Cofundador de Saatchi & Saatchi junto a su hermano Maurice (ahora Lord Saatchi), el empresario iraquí siempre ha declarado que su relación con el arte es de recreación y nunca de negocio. Pero Saatchi ha llegado más allá de su galería, ayudando a aumentar la conciencia pública de muchos de sus artistas. Una de sus exposiciones más conocidad, “Sensación: Young British Artists: de la Colección Saatchi” creó una gran polémica en el Museo de Brooklyn en 1999, provocando que el, por entonces, alcalde de Nueva York, Rudolph W. Giuliani la llamara “material enfermo” por una pintura de Ofili de la Virgen María que usaba heces de elefante.

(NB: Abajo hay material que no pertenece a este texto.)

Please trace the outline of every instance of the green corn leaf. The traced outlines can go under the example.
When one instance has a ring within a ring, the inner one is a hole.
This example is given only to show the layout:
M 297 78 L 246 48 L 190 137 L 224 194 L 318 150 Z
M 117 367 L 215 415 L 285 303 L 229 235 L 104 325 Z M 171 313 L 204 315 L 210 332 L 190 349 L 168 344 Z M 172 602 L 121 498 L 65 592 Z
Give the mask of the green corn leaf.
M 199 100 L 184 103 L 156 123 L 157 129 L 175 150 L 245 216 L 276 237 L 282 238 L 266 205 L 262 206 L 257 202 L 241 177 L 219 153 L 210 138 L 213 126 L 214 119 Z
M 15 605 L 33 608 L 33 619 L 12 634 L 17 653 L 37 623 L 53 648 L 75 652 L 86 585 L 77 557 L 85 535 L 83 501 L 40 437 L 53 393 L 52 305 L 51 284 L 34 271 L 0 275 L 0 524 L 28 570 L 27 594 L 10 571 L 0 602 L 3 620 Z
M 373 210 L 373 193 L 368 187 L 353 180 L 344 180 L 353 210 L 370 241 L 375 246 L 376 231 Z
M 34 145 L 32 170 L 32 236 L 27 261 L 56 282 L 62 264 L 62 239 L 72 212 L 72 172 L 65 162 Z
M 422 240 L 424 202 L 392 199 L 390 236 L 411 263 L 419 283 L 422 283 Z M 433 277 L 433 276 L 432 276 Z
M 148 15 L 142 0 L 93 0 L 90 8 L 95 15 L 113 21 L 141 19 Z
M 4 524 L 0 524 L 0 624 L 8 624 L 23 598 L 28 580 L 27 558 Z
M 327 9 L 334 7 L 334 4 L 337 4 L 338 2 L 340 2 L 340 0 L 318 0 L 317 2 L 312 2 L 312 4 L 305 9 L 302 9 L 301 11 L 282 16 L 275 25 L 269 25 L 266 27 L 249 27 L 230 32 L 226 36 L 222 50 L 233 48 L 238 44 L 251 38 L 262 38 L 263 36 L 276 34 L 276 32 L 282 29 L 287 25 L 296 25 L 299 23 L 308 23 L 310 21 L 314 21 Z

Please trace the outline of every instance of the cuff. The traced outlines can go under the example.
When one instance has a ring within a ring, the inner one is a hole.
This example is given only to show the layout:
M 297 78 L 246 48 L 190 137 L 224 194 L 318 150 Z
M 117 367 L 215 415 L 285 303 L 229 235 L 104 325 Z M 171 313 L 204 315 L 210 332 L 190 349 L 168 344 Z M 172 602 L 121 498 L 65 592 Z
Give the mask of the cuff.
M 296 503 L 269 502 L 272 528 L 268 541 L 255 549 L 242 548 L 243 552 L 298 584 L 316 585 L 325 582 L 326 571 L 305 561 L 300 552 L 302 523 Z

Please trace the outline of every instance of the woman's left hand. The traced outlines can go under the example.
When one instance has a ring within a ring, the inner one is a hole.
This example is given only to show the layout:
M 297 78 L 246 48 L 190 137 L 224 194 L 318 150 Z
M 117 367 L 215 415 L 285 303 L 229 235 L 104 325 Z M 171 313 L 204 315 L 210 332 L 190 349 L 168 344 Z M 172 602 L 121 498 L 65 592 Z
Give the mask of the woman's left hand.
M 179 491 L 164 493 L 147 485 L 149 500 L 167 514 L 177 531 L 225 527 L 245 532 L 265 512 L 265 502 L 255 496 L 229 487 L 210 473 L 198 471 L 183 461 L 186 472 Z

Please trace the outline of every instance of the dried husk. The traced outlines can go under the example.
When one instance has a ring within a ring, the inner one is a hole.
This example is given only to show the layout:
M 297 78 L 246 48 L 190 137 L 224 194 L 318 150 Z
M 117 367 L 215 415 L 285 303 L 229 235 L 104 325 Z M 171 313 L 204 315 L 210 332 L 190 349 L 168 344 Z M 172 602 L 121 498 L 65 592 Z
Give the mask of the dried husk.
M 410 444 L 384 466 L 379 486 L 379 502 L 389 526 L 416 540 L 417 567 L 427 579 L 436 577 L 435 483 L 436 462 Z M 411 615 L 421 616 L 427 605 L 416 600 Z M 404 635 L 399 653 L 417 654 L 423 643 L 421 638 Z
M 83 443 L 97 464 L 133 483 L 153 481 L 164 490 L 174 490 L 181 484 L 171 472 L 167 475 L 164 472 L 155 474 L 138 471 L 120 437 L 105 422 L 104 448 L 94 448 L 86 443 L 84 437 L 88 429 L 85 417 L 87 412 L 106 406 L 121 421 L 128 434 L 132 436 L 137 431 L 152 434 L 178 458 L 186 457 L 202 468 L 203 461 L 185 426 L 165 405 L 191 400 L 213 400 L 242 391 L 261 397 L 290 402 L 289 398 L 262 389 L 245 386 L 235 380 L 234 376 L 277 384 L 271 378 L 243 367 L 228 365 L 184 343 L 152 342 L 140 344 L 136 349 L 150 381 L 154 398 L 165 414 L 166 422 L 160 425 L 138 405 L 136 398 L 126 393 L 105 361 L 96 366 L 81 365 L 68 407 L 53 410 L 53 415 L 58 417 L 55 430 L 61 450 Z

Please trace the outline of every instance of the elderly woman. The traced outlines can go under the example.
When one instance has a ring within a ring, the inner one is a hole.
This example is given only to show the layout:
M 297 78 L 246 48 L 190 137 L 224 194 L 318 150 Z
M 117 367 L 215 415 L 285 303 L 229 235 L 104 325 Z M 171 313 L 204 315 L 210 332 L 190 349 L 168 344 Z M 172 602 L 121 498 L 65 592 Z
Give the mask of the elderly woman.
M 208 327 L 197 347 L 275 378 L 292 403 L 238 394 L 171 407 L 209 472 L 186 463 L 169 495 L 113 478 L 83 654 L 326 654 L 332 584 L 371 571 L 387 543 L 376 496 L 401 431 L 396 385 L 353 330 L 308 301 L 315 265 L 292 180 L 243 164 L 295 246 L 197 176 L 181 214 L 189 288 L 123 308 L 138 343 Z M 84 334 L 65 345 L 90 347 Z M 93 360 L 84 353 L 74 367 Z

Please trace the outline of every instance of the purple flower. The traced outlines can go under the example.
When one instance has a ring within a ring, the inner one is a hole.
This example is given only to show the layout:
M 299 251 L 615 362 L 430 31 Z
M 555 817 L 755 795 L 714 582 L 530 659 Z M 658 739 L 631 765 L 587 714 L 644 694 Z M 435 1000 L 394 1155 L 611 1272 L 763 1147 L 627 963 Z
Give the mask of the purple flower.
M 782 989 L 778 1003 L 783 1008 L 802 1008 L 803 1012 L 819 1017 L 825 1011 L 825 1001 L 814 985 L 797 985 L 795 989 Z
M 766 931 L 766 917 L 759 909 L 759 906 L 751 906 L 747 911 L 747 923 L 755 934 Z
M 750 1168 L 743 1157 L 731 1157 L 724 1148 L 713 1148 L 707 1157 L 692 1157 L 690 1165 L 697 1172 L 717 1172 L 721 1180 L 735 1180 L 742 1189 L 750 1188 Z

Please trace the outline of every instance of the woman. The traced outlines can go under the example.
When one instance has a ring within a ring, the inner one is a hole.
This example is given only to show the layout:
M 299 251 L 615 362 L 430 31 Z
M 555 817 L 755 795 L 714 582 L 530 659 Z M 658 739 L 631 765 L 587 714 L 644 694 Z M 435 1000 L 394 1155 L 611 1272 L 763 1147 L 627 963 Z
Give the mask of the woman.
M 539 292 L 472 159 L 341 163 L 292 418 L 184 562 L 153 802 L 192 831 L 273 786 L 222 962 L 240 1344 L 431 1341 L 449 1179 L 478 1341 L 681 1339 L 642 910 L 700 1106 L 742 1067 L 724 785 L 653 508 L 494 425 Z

Pero su interés por el arte emergente va más lejos, disponiendo una web, que recibe millones de visitas al año, en la que permite a los artistas publicar su trabajo y venderlo sin tener que pagar una cuota a una galería o a un distribuidor. Alrededor de 140.000 artistas han contribuido y disfrutado de este portal, que actúa a su vez como red social, permitiendo a los estudiantes de arte hablar, refexionar, conocerse y compartir trabajos.
Casado con la televisiva cocinera británica, Nigella Lawson, Charles Saatchi parece incansable en su tarea de difusión del arte británico, en este caso con una de las mayores donaciones de la historia.
A los interesados en la peculiar historia de Charles Saatchi les recomiendo su libro: “My name is Charles Saatchi and I am an Artholic”, realizado a partir de las pocas entrevistas que ha concedido.